Hal itu, katanya, perlu dipikirkan kembali oleh pemerintah, apalagi dengan tren perubahan iklim yang sangat berdampak pada produksi pangan dan bencana. Dicarikan cara penyaluran subsidi yang lebih tepat sasaran, dan tetap mudah dalam prosesnya.

"Dengan aplikasi, tidak semua orang kecil yang punya ponsel android, atau dana untuk mengisi kuotanya. Dengan pemberian subsidi yang lebih tepat sasaran, diharapkan alokasi dana yang ada bisa lebih difokuskan untuk insentif pengembangan energi terbarukan, agar investor energi bersih lebih tertarik mengembangkannya di Indonesia," tuturnya.

Dihubungi terpisah, Pengamat Ekonomi dari Universitas Katolik Atmajaya Jakarta, Yohanes B Suhartoko, mengatakan berkaitan dengan fungsi alokasi pemerintah, subsidi tetap diperlukan, namun yang menjadi catatan adalah subsidi yang tepat sasaran bagi golongan masyarakat miskin yang tidak mampu.
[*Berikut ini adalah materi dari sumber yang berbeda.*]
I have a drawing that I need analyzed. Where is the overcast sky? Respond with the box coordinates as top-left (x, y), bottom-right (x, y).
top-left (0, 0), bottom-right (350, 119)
"Tidak sedikit golongan mampu yang ikut menikmati subsidi. Padahal itu diperuntukkan bagi masyarakat kurang mampu. Jika subsidi sampai salah sasaran, dipastikan data yang tersedia tidak akurat dan valid," katanya.

Selain menyoroti masalah data, mekanisme atau tata cara pemberian subsidi harus direncanakan dengan benar, misalnya dengan kartu subsidi berdasarkan pendataan yang benar-benar penduduk miskin.

Harga Keekonomian

Direktur Penyusunan APBN Direktorat Jendral Anggaran Kementerian Keuangan, Rofyanto Kurniawan, mengatakan tengah mempersiapkan Rancangan Anggaran Pendapatan dan Belanja Negara (RAPBN) 2023 yang didesain lebih efektif khususnya subsidi energi.

Pemberian subsidi BBM dan listrik, katanya, tidak efisien karena banyak masyarakat mampu yang ikut menikmati subsidi tersebut.

"Subsidi hanya untuk rakyat miskin dan yang membutuhkan, rakyat mampu menengah ke atas harusnya tidak perlu lagi mendapatkan subsidi," tutur Rofyanto.

Oleh karena itu, pemerintah secara bertahap akan mengembalikan harga BBM dan listrik ke harga keekonomiannya. Hal itu dimaksudkan agar belanja negara bisa lebih produktif lagi, dan subsidi bisa dialihkan ke masyarakat yang membutuhkan.

Pada tahun ini, pemerintah menggelontorkan subsidi dan kompensasi sebesar 520 triliun rupiah lebih yang digunakan untuk mensubsidi BBM, listrik dan gas LPG 3 kg. Jumlah tersebut membengkak dari target sebelumnya hanya 152,5 triliun rupiah.

Lonjakan subsidi itu karena harga minyak mentah dunia naik, sementara pemerintah melalui PT Pertamina tetap menahan harga dalam dua tahun terakhir.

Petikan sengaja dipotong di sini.